7.6 From the assessment order, it does not reflect that the Assessing Officer had ever tried to issue and serve the alleged notice(s) in ordinary way and after exhausting ordinary attempt, while recording the reasons, adopted the substituted service by way of affixture upon the deceased assessee. As it is clearly reflects from the chronological dates and events that notice u/s 148 was issued in the name of the deceased assessee on 2gth March, 2012 which claimed as has been served through affixture on 31st March, 2012 and thereafter notice u/s 142(1) of the Act claimed as has been served on dated 2gth May, 2012 through affixture on the deceased assessee, creates many doubts with regard to the genuineness of the service of the notice on the deceased assessee because if the notice has been served through affixture on 31st March, 2012 then certainly the notice server would have used his due and reasonable diligence for not finding the deceased assessee and would have come to the knowledge about the death of deceased assessee and must have communicated the said information to the assessing officer and thereafter the Assessing Officer would had no option except to substitute the assessment proceedings in the name of the legal heir only, however, it is admitted fact that notice 29.05.2012 u/s 142(1) was also served to the deceased assessee by way of affixture and thereafter, getting the knowledge about the death of the assessee, the Assessing Officer initiated the assessment proceeding against the sole legal heir. The notice dated 18.02.2013 u/s 142(1) has also been claimed as served upon the legal heir, through affixture only. While serving the notice through substituted service to the sole legal heir of the assessee, the Assessing Officer never tried to serve the legal heir in the ordinary way, however made an attempt only through substituted service which also create lots of doubts about service and validity of the notices which according to our mind is not mere procedural requirement but mandatory.

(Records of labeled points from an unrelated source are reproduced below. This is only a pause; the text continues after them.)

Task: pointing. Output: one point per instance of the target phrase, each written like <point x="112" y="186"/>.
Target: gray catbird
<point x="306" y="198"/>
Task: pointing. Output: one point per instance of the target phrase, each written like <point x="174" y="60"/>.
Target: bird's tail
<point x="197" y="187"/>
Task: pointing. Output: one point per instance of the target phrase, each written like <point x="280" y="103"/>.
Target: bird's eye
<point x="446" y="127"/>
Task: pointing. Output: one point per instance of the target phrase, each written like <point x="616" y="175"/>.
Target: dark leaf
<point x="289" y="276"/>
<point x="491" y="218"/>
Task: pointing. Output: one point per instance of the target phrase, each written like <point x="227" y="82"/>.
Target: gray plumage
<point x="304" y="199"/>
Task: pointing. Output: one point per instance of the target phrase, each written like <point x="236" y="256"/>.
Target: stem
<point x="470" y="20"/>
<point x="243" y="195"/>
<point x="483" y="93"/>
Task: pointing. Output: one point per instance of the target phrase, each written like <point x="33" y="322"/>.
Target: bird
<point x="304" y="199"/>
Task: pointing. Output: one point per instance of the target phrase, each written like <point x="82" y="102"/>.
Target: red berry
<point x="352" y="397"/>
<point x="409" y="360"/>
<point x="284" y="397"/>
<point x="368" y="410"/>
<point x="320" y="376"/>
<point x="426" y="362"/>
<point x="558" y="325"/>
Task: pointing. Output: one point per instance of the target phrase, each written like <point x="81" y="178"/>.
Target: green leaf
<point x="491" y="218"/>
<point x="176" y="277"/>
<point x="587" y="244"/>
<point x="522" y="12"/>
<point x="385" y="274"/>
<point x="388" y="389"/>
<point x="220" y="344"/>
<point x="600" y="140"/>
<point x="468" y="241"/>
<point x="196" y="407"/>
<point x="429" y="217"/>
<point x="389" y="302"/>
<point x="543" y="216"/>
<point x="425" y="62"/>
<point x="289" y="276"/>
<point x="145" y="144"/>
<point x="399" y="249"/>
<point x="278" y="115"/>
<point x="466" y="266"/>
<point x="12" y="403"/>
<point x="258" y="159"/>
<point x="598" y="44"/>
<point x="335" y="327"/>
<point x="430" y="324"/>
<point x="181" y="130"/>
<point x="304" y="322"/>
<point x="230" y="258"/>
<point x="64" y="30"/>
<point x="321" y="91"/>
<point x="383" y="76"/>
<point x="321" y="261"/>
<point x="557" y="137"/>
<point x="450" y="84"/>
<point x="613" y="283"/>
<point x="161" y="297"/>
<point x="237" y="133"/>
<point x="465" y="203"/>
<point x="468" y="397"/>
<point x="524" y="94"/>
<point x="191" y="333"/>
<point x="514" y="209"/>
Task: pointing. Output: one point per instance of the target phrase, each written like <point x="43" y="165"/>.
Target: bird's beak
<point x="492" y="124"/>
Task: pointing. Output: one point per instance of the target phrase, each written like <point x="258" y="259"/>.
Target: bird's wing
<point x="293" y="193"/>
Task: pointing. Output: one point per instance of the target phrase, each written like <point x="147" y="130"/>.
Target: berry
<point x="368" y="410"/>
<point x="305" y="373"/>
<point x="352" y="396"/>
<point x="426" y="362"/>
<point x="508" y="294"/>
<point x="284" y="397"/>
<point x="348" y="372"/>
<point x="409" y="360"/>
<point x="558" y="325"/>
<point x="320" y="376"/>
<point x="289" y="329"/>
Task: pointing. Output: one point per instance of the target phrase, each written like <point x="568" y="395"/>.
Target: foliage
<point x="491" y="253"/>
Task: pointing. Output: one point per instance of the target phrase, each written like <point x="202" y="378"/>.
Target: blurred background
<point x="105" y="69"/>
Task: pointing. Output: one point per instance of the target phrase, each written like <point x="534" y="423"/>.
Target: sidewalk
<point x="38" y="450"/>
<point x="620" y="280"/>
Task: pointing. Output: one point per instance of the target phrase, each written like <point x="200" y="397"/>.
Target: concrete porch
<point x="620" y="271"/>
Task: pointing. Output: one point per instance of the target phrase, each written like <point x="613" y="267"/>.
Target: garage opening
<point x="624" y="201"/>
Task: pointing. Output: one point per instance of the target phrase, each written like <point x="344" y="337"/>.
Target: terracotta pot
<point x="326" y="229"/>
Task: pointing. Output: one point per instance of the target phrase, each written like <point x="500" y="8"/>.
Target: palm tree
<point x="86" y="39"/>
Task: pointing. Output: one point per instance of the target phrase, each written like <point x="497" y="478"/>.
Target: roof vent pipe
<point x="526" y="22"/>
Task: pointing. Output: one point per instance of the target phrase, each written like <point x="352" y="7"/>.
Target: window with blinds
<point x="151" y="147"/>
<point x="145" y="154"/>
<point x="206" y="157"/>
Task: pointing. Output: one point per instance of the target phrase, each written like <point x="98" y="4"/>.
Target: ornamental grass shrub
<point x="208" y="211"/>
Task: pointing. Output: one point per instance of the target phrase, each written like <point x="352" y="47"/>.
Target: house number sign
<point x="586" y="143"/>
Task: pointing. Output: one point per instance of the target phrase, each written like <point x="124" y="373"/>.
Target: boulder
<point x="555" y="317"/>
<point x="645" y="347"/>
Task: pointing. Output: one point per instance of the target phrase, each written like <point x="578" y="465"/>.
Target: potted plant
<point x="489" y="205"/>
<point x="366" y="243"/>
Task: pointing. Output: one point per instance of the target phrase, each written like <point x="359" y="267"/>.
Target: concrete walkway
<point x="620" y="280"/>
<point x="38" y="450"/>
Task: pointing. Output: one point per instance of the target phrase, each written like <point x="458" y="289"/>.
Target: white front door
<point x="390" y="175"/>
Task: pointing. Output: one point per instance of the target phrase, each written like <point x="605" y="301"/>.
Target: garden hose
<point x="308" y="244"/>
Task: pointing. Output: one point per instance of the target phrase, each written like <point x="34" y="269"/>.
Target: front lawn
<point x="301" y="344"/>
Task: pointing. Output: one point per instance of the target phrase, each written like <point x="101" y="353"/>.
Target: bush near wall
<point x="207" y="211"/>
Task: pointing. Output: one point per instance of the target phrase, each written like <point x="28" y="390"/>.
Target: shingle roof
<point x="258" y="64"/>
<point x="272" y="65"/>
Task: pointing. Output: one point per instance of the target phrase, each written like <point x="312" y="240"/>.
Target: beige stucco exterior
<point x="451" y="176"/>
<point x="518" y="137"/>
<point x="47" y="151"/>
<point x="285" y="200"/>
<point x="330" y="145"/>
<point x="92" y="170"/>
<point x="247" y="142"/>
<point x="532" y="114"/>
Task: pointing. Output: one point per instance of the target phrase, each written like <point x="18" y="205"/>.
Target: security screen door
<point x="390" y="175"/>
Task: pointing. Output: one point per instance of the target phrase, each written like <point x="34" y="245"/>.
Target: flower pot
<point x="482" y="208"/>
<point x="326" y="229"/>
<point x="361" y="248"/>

7.7 The judgments relied upon by the Ld. AR, in support of assessee’s case speaks about one thing only that proper notice u/s 148 of the Act for initiating reassessment proceeding is not a mere procedural requirement but the service of the prescribed notice on the assessee is a condition precedent to the validity of any of the reassessment made u/s 147. It is settled law that if no notice is issued or if the notice issued is shown to be invalid then proceedings initiated and carried by the Income Tax Officer without a notice or in pursuance of invalid notice would be illegal and void and shall vitiate the entire proceedings.
In the aforesaid analyzation, we do not have any hesitation to hold that in the instant case, no notice has ever been properly served either u/s 148 or 142(1) of the Act upon the deceased assessee or his sole legal heir. Therefore, the Assessment Order under challenge cannot be sustained and impugned order under challenge liable to be set aside under the limb of non-service/invalid notice itself and hence, the order passed by the Ld. CIT(A) is set aside and the addition confirmed by the Ld. CIT(A) stands deleted.
8. In the result, the appeal filed by the assessee is allowed.
Order pronounced in the open Court on 15.06.2018.